V-Day: The day boys became friends and friends became enemies

So I should have posted this Friday, but I was en route to my own Valentine’s Day celebration in south Louisiana – a Star Wars marathon, complete with both Ewok movies.


My honey sent my goodies on Monday so I could enjoy them the whole week.

Three days late and a dozen roses short, I guess.

Anyway,  the weather that was Icepocalypse 2014 was over just in time for thousands of roses to make their way to the desks of women everywhere.

It’s Valentine’s Day – the day our calendars remind us to tell our significant other that they mean something to us be it through an elaborate spray of roses, dinner date or nocturnal activity.

That’s all well and good, but let’s be honest. It’s Valentine’s Day that is the day we as women learned just how complicated relationships can be, the day we learned the opposite sex would either surprise or disappoint, the day we learned to dislike our own friends.

And it all goes back to the innocence of elementary school for it was on this day that those envelopes made of paper plates graced the walls of our classrooms and we learned just who was crushing on who.

I remember what a big deal it was going to Walmart to pick out cards to take to school. Selection was so important – we were all judged based upon what cartoon character was on those cards.

Though I have no recollection of what I chose, I’m sure I strayed from the typical girl character and went for He-Man or Transformers.

At any rate, once cards had been chosen, there was the stress of choosing just the right card for that crush. And unlike the rest of the cards, where you simply wrote “to” and “from”, this one might have a carefully drawn heart or other special inscription.

When we arrived at school, we “delivered” our cards and were forced to wait until the afternoon to learn if our crushes were reciprocated. There was no greater feeling than opening the card from that cute boy to find he had carefully signed his own name “with love.”

There was also no greater heartbreak to find it was his mother who had signed his name and his personal note was on the card that belonged to your best friend.

The first scenario played out well with a quick kiss on the cheek in the tunnel at final recess. (For those of you who don’t know about the “tunnel”, it’s common practice in the south that concrete culverts are placed on school playgrounds as “equipment.” They really serve no purpose other than an awkward first kiss.)

The latter – we found ourselves crying on the shoulder of the girl who, just a few hours earlier, was an enemy but now our best friend because our previous best friend was in the tunnel with our crush.

As we grew up, things didn’t change much.

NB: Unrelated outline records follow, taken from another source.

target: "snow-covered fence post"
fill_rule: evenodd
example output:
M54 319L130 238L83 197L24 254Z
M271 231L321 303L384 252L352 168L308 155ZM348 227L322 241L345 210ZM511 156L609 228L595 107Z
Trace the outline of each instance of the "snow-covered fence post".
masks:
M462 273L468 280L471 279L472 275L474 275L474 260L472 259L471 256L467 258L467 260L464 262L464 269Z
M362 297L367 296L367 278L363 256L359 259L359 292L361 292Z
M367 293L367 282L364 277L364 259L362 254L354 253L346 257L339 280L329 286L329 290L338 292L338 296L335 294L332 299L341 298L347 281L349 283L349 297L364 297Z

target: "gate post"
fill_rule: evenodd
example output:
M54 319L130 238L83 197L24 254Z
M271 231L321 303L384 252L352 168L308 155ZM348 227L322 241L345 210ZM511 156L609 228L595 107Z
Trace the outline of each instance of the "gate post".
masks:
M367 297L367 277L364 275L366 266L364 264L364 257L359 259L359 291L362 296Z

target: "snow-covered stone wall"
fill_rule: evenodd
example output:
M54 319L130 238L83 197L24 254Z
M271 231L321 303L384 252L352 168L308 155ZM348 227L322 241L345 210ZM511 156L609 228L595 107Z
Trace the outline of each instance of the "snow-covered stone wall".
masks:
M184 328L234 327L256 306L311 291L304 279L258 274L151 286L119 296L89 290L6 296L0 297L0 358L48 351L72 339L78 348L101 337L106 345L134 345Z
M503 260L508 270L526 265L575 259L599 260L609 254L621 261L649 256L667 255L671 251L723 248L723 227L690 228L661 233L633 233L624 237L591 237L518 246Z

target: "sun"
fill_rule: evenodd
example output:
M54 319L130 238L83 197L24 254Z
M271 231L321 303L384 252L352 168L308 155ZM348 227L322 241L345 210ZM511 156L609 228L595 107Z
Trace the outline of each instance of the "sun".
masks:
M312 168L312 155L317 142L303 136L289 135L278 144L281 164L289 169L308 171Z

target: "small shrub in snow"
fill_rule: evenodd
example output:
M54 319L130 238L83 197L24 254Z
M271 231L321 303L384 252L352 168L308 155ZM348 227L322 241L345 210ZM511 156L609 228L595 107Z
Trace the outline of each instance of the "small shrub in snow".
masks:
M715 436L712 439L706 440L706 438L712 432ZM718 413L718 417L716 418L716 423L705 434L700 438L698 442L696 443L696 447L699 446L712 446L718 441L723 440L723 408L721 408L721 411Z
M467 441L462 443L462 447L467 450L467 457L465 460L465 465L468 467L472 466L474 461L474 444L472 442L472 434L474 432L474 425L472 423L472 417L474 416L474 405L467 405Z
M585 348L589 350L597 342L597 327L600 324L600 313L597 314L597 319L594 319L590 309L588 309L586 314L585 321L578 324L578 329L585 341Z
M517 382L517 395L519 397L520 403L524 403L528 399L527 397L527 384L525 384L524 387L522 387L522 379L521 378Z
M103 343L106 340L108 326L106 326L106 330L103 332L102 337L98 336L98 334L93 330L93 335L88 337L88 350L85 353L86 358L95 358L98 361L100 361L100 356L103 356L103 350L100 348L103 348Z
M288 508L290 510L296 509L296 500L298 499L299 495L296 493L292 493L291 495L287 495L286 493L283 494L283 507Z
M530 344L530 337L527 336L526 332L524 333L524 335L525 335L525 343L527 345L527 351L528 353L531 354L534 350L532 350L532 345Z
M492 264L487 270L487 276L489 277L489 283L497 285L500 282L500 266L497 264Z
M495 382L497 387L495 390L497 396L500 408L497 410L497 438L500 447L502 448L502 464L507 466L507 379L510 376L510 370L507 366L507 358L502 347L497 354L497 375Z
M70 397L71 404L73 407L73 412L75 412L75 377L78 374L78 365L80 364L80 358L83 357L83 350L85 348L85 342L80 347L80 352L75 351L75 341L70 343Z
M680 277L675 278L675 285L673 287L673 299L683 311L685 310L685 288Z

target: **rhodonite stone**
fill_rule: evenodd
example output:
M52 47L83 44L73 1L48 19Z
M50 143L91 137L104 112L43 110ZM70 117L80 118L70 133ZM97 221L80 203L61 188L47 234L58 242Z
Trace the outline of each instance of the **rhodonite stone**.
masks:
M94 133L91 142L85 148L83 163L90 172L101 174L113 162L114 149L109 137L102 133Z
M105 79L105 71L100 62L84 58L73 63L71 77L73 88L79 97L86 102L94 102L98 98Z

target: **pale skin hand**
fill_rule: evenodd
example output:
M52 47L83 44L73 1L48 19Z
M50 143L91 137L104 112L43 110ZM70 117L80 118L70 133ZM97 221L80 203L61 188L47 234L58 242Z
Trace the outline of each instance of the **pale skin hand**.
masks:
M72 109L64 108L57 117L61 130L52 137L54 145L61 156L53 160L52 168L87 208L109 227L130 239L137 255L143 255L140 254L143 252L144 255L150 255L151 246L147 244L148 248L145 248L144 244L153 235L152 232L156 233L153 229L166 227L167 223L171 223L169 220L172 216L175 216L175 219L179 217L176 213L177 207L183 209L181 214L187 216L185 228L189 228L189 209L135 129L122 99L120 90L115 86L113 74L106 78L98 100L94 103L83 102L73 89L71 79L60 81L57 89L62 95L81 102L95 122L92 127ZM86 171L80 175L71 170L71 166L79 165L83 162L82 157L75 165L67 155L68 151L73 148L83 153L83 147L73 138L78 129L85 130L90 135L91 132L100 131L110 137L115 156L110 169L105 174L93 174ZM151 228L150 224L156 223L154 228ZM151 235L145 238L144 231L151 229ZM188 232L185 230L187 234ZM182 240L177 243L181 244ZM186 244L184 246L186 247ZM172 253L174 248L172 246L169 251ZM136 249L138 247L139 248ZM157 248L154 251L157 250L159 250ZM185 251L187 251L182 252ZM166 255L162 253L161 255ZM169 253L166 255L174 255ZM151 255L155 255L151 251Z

In middle school, the kiss on the cheek progressed to the lips or we made more frienemies. In high school, we got a single rose or stuffed animal at school which led to a skipped class or even more of those frienemies. As adults, we get a dozen roses at work, which leads to us having a headache later or comparing our arrangements to the woman at the next desk.

I suppose I should drop the cynicism. I write this as the sweet smell of a dozen red roses wafts through the newsroom, and this time there’s no one crying in the bathroom.